To enable it on Linux, it is required to modify kernel options inside the
virtual machine.
Instructions below for Ubuntu OS:
1. `vi /etc/default/grub`
2. Make sure mq is enabled:
`GRUB_CMDLINE_LINUX="scsi_mod.use_blk_mq=1"`
3. `sudo update-grub`
4. Reboot virtual machine
To achieve better performance, make sure to increase number of cores
assigned to the VM and add `num_queues` parameter to the QEMU `device`. It should be enough
to set `num_queues=4` to saturate physical device. Adding too many queues might lead to SPDK
vhost performance degradation if many vhost devices are used because each device will require
additional `num_queues` to be polled.
## Hot-attach/hot-detach {#vhost_hotattach}
Hotplug/hotremove within a vhost controller is called hot-attach/detach. This is to
distinguish it from SPDK bdev hotplug/hotremove. E.g. if an NVMe bdev is attached
to a vhost-scsi controller, physically hotremoving the NVMe will trigger vhost-scsi
hot-detach. It is also possible to hot-detach a bdev manually via RPC - for example
when the bdev is about to be attached to another controller. See the details below.

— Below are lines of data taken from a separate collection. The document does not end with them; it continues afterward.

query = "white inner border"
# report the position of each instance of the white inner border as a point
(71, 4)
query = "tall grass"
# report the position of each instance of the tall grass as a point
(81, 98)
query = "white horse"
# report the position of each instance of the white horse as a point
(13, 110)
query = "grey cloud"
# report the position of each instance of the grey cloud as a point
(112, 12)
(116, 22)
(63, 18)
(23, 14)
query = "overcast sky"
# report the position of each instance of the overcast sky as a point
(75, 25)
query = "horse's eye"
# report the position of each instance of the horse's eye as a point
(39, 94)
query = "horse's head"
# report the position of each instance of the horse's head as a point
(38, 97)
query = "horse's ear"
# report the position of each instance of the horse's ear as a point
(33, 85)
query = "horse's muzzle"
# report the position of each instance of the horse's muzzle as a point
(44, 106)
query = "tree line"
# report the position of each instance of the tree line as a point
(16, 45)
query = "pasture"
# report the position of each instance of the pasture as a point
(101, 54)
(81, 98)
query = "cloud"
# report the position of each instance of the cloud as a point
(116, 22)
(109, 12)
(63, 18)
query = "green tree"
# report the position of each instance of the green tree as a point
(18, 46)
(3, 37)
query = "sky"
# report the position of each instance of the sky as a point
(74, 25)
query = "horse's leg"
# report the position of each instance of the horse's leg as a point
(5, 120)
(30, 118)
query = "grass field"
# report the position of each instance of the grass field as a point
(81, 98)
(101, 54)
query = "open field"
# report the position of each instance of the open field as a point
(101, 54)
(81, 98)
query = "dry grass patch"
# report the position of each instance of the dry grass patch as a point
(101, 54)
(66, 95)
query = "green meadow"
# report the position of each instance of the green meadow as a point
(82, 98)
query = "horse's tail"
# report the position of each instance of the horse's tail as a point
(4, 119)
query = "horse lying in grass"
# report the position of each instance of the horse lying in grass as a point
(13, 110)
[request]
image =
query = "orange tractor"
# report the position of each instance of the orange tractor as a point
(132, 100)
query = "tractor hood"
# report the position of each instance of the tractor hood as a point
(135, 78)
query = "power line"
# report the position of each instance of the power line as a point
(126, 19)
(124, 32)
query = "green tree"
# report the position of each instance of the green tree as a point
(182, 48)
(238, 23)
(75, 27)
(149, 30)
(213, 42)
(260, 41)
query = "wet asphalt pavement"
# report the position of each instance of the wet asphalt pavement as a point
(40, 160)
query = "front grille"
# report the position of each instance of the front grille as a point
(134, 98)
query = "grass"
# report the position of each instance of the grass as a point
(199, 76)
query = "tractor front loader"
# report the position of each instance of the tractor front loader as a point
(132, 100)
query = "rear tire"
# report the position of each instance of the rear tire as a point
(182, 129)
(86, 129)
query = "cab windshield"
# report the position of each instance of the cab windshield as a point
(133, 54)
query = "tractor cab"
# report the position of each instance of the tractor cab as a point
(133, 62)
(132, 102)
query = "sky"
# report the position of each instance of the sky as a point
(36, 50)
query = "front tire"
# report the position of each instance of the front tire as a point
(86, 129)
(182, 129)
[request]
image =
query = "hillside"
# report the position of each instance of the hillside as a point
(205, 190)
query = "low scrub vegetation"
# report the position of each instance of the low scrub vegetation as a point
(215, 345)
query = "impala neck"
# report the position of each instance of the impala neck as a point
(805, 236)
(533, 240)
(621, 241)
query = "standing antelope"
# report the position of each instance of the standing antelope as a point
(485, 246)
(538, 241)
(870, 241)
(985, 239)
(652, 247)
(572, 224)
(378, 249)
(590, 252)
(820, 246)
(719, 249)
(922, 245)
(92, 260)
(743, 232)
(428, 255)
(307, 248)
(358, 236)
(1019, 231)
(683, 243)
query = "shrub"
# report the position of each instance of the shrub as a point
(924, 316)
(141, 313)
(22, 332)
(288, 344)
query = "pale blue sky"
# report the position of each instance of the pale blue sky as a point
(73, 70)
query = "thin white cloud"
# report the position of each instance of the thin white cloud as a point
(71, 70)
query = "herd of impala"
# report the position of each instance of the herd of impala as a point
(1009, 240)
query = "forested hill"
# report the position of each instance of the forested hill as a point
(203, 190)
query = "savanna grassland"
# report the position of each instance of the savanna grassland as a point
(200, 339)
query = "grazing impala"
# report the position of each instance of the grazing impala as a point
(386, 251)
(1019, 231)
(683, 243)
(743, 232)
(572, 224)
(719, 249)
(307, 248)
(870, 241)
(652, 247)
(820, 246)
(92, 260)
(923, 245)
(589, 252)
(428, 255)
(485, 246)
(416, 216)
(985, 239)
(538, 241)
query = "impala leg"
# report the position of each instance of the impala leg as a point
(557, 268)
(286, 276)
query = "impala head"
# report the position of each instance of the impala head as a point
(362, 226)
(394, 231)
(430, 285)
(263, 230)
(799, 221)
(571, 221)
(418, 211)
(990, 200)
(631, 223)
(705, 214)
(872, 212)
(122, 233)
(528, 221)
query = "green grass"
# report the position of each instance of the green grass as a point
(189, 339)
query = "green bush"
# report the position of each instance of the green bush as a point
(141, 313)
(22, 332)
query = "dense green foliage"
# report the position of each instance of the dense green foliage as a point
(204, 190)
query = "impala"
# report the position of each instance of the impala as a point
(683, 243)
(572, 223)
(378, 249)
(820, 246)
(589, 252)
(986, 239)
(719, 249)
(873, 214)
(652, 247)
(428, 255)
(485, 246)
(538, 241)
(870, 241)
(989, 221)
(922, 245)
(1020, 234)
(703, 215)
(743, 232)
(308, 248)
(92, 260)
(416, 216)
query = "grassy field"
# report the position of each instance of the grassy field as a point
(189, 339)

Please also note that hot-attach/detach is Vhost-SCSI-specific. There are no RPCs
to hot-attach/detach the bdev from a Vhost-BLK device. If Vhost-BLK device exposes
an NVMe bdev that is hotremoved, all the I/O traffic on that Vhost-BLK device will
be aborted - possibly flooding a VM with syslog warnings and errors.
### Hot-attach
Hot-attach is is done by simply attaching a bdev to a vhost controller with a QEMU VM
already started. No other extra action is necessary.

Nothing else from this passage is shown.